I glanced around the pachyderm, with its rich appointments and nods to sensuality. Could it be possible that a client had paid for the privilege of taking me out on a date in the most fun and fashionable garden in the world? I had to admit he looked pleasant enough, young and bright-eyed and dapper. And what was he going to do, anyway? I was almost invincible, and I was very nearly bigger than him, and Jack the Ripper was at work in London, not Paris.


I smiled and reached out for the cloak he waggled enticingly.


“I’d be delighted, Monsieur . . .?”


He laughed and wrapped the cloak around me. “Does my name really matter?”


I gave him the most genuine smile I’d worn all week. “I guess not.”


Taking his hand, I let him pull me down the stairs, laughing all the way.


17


When they called the Tuileries the “pleasure gardens,” they meant it.


In this peculiar parallel universe, they were more like Central Park than a palace, and what happened under the acres of leafy boughs was far from governmental. My date didn’t give me his last name or the important title I’m sure he held, based on the cut of his clothes and the servant daimon who followed us at a respectful distance with a large bag of coins and a small crossbow. But he did give me a spectacular night that reaffirmed my reason for leaving Criminy’s caravan in the first place. And with a saucy wink, he told me to call him Louis.


We saw ballerinas and operettas and parades and a puppet show almost as good as that of Charlie Dregs. Louis enjoyed flagon after flagon of beer and surprised me by purchasing a snow cone and pouring a vial of blood from his pocket over the grainy white hill of ice made by a clockwork machine. Considering that I hadn’t had a popsicle in six years, it was quite a treat. We had carousel rides and donkey races and dancing, and I laughed so hard that I fell down on my ass—and not the donkey.


Paris was beautiful at night, and had I been there at the right time with the right person, I would have understood why they called it the City of Love. The trees were in bloom, as Louis had promised, and strung with millions of twinkling lights like stars caught in nets of silk. As we promenaded down the Boulevard Mortmartre, the golden lights glowing on either side cast the cobblestones in indigo shadows, as if we might keep walking on and on forever and never reach the horizon. The crowds were jewel-bright and filled with joy, the daimons mixing among the humans and sighing happily as they sold balloons and toys and nosegays.

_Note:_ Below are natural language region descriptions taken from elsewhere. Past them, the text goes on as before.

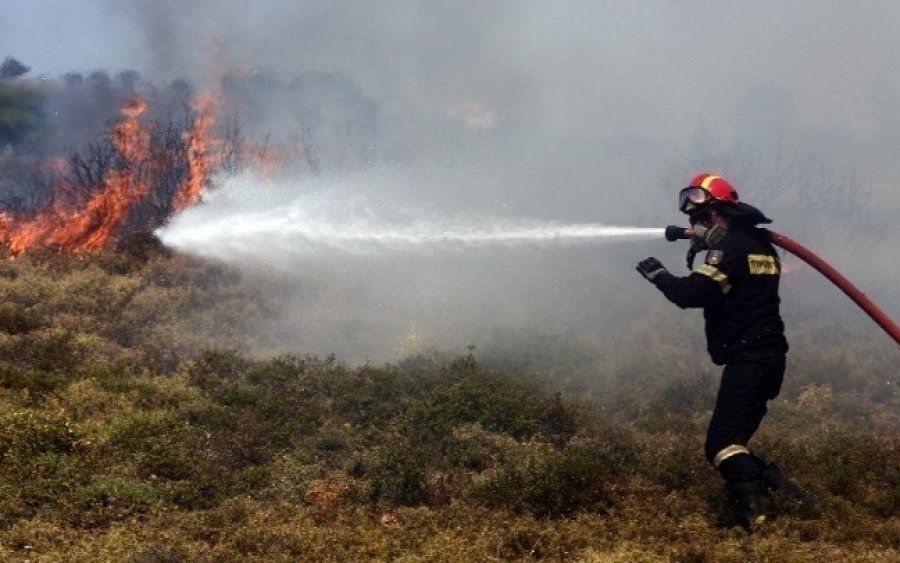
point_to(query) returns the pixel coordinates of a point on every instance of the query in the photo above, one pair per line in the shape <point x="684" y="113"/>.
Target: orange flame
<point x="200" y="158"/>
<point x="92" y="221"/>
<point x="93" y="226"/>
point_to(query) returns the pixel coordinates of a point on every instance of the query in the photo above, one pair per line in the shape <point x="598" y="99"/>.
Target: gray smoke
<point x="570" y="112"/>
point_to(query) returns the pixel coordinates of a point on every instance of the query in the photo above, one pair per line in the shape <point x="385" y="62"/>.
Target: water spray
<point x="674" y="232"/>
<point x="238" y="221"/>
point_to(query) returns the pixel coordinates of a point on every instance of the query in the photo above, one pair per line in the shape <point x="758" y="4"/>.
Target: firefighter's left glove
<point x="651" y="268"/>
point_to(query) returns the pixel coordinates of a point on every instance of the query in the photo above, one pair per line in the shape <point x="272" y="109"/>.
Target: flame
<point x="94" y="225"/>
<point x="89" y="217"/>
<point x="200" y="157"/>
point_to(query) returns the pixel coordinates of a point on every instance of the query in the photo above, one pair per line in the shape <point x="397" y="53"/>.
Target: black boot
<point x="749" y="503"/>
<point x="777" y="481"/>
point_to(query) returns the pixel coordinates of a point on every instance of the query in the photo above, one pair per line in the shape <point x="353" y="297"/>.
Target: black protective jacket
<point x="737" y="287"/>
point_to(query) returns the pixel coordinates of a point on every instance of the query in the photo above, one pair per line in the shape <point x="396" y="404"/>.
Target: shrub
<point x="549" y="483"/>
<point x="26" y="433"/>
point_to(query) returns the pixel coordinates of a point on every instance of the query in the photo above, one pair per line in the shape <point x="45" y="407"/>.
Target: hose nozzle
<point x="674" y="232"/>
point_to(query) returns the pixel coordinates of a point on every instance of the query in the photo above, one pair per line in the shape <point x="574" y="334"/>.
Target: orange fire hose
<point x="845" y="285"/>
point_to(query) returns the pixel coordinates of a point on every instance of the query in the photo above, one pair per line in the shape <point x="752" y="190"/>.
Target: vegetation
<point x="135" y="425"/>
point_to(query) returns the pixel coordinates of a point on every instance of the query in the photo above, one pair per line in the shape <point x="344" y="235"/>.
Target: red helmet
<point x="706" y="189"/>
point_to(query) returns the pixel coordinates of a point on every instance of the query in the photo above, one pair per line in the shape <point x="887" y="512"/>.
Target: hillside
<point x="138" y="423"/>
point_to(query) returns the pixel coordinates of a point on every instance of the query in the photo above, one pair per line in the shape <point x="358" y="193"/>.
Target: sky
<point x="573" y="110"/>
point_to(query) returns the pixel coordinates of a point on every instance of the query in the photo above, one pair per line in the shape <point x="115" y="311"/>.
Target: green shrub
<point x="19" y="320"/>
<point x="549" y="483"/>
<point x="28" y="432"/>
<point x="158" y="442"/>
<point x="105" y="499"/>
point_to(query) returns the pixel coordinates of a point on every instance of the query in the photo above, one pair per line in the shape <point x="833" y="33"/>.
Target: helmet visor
<point x="692" y="197"/>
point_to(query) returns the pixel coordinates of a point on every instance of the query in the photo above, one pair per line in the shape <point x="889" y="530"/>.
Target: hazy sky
<point x="652" y="67"/>
<point x="565" y="110"/>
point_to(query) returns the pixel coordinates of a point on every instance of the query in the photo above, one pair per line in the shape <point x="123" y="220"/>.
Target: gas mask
<point x="710" y="235"/>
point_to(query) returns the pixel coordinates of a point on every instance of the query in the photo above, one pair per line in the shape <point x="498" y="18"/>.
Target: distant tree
<point x="12" y="68"/>
<point x="20" y="113"/>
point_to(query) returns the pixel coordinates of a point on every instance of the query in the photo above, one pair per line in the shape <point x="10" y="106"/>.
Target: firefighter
<point x="737" y="288"/>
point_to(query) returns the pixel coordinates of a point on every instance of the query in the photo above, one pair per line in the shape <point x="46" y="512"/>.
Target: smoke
<point x="503" y="115"/>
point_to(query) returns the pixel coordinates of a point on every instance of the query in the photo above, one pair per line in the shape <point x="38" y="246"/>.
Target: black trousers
<point x="744" y="390"/>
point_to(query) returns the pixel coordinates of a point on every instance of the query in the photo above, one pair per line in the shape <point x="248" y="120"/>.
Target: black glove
<point x="650" y="268"/>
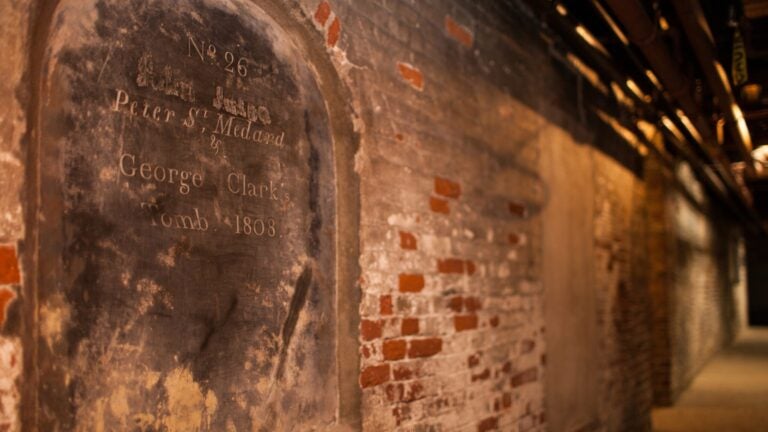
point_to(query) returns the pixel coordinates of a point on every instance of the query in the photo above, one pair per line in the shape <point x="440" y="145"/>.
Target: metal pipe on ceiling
<point x="644" y="33"/>
<point x="699" y="35"/>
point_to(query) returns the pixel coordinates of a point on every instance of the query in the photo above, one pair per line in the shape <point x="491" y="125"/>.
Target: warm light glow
<point x="621" y="96"/>
<point x="688" y="125"/>
<point x="611" y="23"/>
<point x="587" y="36"/>
<point x="670" y="125"/>
<point x="723" y="76"/>
<point x="623" y="132"/>
<point x="742" y="125"/>
<point x="635" y="89"/>
<point x="663" y="23"/>
<point x="588" y="73"/>
<point x="651" y="76"/>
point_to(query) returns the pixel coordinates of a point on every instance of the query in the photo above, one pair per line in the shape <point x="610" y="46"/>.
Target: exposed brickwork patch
<point x="450" y="265"/>
<point x="394" y="349"/>
<point x="488" y="424"/>
<point x="322" y="13"/>
<point x="409" y="326"/>
<point x="370" y="330"/>
<point x="525" y="377"/>
<point x="438" y="205"/>
<point x="407" y="241"/>
<point x="374" y="375"/>
<point x="7" y="296"/>
<point x="9" y="265"/>
<point x="385" y="305"/>
<point x="465" y="322"/>
<point x="447" y="188"/>
<point x="411" y="283"/>
<point x="425" y="347"/>
<point x="334" y="32"/>
<point x="458" y="32"/>
<point x="411" y="75"/>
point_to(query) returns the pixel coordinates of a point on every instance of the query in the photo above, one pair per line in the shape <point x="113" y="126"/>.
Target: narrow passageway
<point x="730" y="393"/>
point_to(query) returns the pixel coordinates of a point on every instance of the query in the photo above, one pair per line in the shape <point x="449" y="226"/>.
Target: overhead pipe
<point x="699" y="35"/>
<point x="644" y="33"/>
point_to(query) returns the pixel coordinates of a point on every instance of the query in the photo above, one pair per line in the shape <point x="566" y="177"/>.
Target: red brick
<point x="488" y="424"/>
<point x="407" y="240"/>
<point x="472" y="304"/>
<point x="395" y="392"/>
<point x="484" y="375"/>
<point x="527" y="346"/>
<point x="323" y="12"/>
<point x="409" y="326"/>
<point x="438" y="205"/>
<point x="425" y="347"/>
<point x="518" y="209"/>
<point x="334" y="31"/>
<point x="525" y="377"/>
<point x="465" y="322"/>
<point x="411" y="282"/>
<point x="473" y="360"/>
<point x="370" y="330"/>
<point x="447" y="188"/>
<point x="394" y="349"/>
<point x="9" y="265"/>
<point x="374" y="375"/>
<point x="458" y="32"/>
<point x="412" y="75"/>
<point x="506" y="400"/>
<point x="470" y="267"/>
<point x="456" y="303"/>
<point x="402" y="373"/>
<point x="7" y="296"/>
<point x="385" y="305"/>
<point x="450" y="265"/>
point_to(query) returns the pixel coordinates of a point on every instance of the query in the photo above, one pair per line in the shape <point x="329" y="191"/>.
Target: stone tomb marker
<point x="186" y="250"/>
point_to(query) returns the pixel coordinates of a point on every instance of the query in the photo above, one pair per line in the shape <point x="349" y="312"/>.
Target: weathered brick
<point x="488" y="424"/>
<point x="9" y="265"/>
<point x="456" y="303"/>
<point x="394" y="349"/>
<point x="412" y="75"/>
<point x="527" y="376"/>
<point x="472" y="304"/>
<point x="465" y="322"/>
<point x="411" y="283"/>
<point x="484" y="375"/>
<point x="334" y="32"/>
<point x="425" y="347"/>
<point x="322" y="13"/>
<point x="447" y="188"/>
<point x="438" y="205"/>
<point x="409" y="326"/>
<point x="450" y="265"/>
<point x="7" y="295"/>
<point x="370" y="330"/>
<point x="407" y="241"/>
<point x="374" y="375"/>
<point x="458" y="32"/>
<point x="385" y="305"/>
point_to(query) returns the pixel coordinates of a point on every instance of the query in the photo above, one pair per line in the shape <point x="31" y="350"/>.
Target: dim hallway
<point x="730" y="393"/>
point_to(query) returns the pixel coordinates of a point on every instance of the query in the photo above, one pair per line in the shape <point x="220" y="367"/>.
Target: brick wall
<point x="14" y="16"/>
<point x="452" y="103"/>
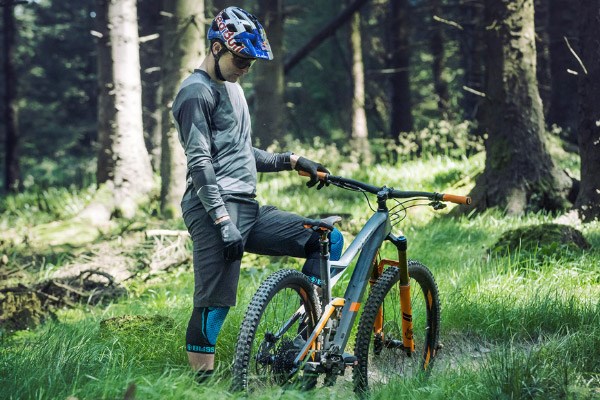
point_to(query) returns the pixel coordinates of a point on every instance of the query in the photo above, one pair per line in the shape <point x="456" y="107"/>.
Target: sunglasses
<point x="241" y="62"/>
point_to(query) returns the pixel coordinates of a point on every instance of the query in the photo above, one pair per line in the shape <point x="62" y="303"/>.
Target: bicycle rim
<point x="381" y="355"/>
<point x="273" y="332"/>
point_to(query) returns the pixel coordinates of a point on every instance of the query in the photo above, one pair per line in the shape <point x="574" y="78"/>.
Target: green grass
<point x="518" y="326"/>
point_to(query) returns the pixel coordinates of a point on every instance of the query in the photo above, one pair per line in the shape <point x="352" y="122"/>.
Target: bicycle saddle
<point x="323" y="224"/>
<point x="332" y="220"/>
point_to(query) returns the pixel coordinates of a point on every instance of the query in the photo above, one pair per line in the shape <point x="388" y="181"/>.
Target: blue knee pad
<point x="311" y="265"/>
<point x="203" y="329"/>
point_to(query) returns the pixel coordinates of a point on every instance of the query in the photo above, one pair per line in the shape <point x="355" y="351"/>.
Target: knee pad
<point x="311" y="265"/>
<point x="203" y="329"/>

The Tower was likewise strung with lights and rose over the city like a doting parent, calmly keeping watch yet always waiting for lightning to strike.


Louis was excellent company, in part because he wanted nothing more from me than a lovely evening. I suspected he was glad to spend time with someone who had no expectations and treated him like an equal, as everything about him pointed to royalty. I also guessed, judging by the way his eyes roved to gentlemen’s backsides, that his interests lay in other domains. But I hadn’t laughed so hard in years, and I almost forgot all my problems and ambitions, for a time. It was relaxing, being with someone who had no expectations of me, either.